Enquanto o Congresso Nacional começa a movimentar propostas que variam entre as escalas 5x2 e a radical 4x3, os presidenciáveis alertam para os riscos de uma decisão baseada em interesses eleitorais em detrimento da produtividade econômica.
O risco da 'anestesia' econômica
Para o ex-ministro Aldo Rebelo, a discussão atual ignora o debate essencial sobre a produtividade do trabalho. Ele ressalta que o país deveria se espelhar nas legislações das potências que mais crescem no mundo, como China e Estados Unidos, para entender como conciliar direitos e eficiência.
"A China é o país que nos últimos 10 anos mais aumentou salário no mundo. Com que tipo de norma?", questionou Rebelo.
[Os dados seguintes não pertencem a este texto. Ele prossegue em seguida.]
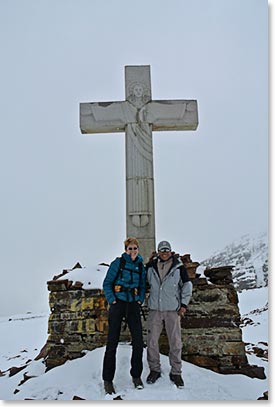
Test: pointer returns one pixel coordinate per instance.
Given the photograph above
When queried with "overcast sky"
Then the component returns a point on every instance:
(63, 193)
Ele avalia que o governo, na falta de uma política de crescimento real, utiliza a redução de jornada como uma "aspiração comum" para atrair o trabalhador.
Contudo, o pré-candidato alerta que setores vitais como a indústria e o comércio dependem de turnos de fim de semana e que qualquer mudança precisa de uma mediação rigorosa do Congresso para não paralisar a retomada econômica.
'Picaretagem' e vício de origem
Renan Santos foi mais enfático nas críticas, classificando a proposta de redução de jornada como "picaretagem". Para o pré-candidato, o projeto utiliza uma Proposta de Emenda à Constituição (PEC) de forma desnecessária para criar um "showzinho" político. Ele argumenta que parlamentares de esquerda buscam recuperar a conexão com o trabalhador comum após anos focados em pautas identitárias que não trouxeram utilidade prática.
"Eles pegaram essa dor [do trabalhador no trânsito] e estão tentando voltar a ter um tipo de conexão que perderam. O PT viu em pesquisa que está perdendo esse trabalhador e puxou essa pauta para crescer eleitoralmente", afirmou Renan Santos.
O pré-candidato também criticou a postura da direita bolsonarista, que, segundo ele, capitulou diante do tema na Comissão de Constituição e Justiça (CCJ) por medo de gerar rejeição popular, em vez de defender a viabilidade econômica do país.
Flexibilidade contra a informalidade
Um ponto de convergência entre os debatedores é a necessidade de olhar para as cadeias globais de produção. Renan destacou que o Brasil está perdendo espaço para nações como Vietnã e Índia, que possuem legislações trabalhistas mais flexíveis.
Renan Santos defendeu que o regime de trabalho deveria ser menos burocrático, facilitando tanto a contratação quanto a demissão, a exemplo de nações desenvolvidas. Ele avalia que a rigidez atual favorece a informalidade, o que tornaria o trabalhador dependente de auxílios estatais.
"Contratar uma pessoa, demitir uma pessoa não tem que ser esse drama todo. No Brasil é sempre esse drama, e aí aparece um populista tentando tirar voto em cima do sofrimento das pessoas", concluiu, reiterando que sua posição será de oposição pública ao projeto nos moldes em que se encontra.